First look UK TV review: Sherwood
Review Overview
Cast
8Community
8Crime
8James R | On 13, Jun 2022
Sherwood premieres at 9pm on Monday 13th June with all episodes available at once on BBC iPlayer. This review is based on the opening three episodes.
“That’s really what it’s called? Robin Hood?” “I wouldn’t. The boss hates that kind of thing.” “What kind of thing?” “Stories.” That’s DI Kevin Salisbury (Robert Glenister) and Sergeant Cleaver (Terence Maynard) while inspecting a train on the line between the city of Nottingham and the market towns and villages around it. The boss? DCS Ian St Clair (David Morrissey). The story? An archer running around the village of Sutton-in-Ashfield, bumping off people one bolt at a time. But like Kevin, whose reflex to make light of the name is swiftly kept in check by a grim reality, Sherwood is a show that deliberately plays away from any conventions or clichés you might expect.
The show is written by James Graham, who grew up in the mining community where Sherwood is set.
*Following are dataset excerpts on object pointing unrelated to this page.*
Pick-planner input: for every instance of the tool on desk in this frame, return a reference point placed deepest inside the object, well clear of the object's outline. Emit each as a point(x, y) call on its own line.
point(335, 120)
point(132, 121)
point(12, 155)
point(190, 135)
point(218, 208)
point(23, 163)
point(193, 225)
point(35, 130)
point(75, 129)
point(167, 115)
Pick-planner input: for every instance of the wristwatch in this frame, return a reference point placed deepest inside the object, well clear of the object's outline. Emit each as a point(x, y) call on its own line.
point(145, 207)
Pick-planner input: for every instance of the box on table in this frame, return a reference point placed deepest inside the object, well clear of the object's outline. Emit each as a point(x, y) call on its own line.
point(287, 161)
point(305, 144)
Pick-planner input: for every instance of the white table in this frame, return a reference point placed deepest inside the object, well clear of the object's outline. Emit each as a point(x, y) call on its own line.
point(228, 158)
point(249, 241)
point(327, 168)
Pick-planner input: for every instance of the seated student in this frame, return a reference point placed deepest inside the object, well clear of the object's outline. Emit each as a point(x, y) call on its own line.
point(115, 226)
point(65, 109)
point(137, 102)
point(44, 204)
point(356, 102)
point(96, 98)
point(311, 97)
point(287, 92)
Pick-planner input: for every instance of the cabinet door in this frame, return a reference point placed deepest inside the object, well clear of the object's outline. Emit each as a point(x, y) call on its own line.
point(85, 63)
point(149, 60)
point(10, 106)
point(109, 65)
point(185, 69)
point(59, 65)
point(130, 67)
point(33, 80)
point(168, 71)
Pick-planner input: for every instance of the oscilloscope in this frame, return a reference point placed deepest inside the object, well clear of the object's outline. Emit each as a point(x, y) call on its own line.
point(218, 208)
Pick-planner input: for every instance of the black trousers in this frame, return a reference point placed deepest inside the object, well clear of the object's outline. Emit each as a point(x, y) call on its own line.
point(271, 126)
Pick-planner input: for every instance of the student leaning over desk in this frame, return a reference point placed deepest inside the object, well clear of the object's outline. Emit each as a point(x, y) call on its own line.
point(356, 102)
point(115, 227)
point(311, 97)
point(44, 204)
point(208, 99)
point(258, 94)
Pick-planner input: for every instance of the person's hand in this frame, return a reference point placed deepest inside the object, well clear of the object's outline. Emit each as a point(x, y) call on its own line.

His script is inspired by real deaths that took place in 2004, but with fictionalised events and characters. The result is a crime drama grounded in a sense of place and community more than red herrings and corpses.
Ian, we learn, is similarly rooted in Nottinghamshire, having grown up there. “I know the potential to inflame divisions in the community,” he says at one point, and he’s not kidding – what becomes clear from the off, after a flashback to the miners’ strike in the 1980s, is that lines are still drawn between the residents today, as they remember who was on the front line and who crossed the picket line because they couldn’t afford not to work. It’s not long before we hear the word “scab” shouted at someone in the present day, and that shameful word is still enough to keep Julie (Lesley Manville) from speaking to her estranged sister (Claire Rushbrook). Not helping the friction are outspoken former miner Gary (Alun Armstrong) and Tory councillor Sarah Vincent (Joanne Froggatt), who now proudly goes about leafletting, talking about how Labour’s “red wall” has fallen.
In short, it’s precisely the kind of bubbling pot of social unease that you’d expect the writer of Quiz and Brexit: The Uncivil War to be drawn to – and, true to form, he goes long on every nuance of class conflict going, with a real ear for the way that the personal intersects with the political, both with a big and small “p”. This is a superbly realised world of long-held grudges and snooping neighbours, all the richer because it rings so true and personal, with everyone set on edge by the lingering rumours of an undercover cop embedded in the town decades ago to serve as a spy for the government.
It’s a drama driven by reconciliation as much as partitions and the ensemble cast are uniformly excellent, from Manville’s moving portrait of a grieving widow to typically strong supporting turns from Brassed Off veterans Philip Jackson and Stephen Tompkinson. Adding a wild card into the mix is the always-great Adeel Akhtar as Andy, a troubled train driver. But the lynchpin of the drama is the quietly grinding tension between the two police officers brought together by these circumstances, with Morrissey’s brooding local lad brushing up against the brasher approach of Glenister’s outsider Kevin, whose connection to a strange non-arrest of a miner years ago leads him to become a potentially vital source of information. Glenister has always been a chameleonic character actor but he’s almost unrecognisable here as a man haunted by his past as well as driven by a need to escape from more present pains.
Des director Lewis Arnold and Baghdad Central helmer Ben A Williams stitch all this together with a patience that allows the tangible atmosphere around the town to build, to the point where sudden outbursts of violence feel as shocking and unpredictable as they are inevitable. This might not be a Robin Hood tale, but Sherwood doesn’t miss its mark.
Sherwood is available on BBC iPlayer after broadcast.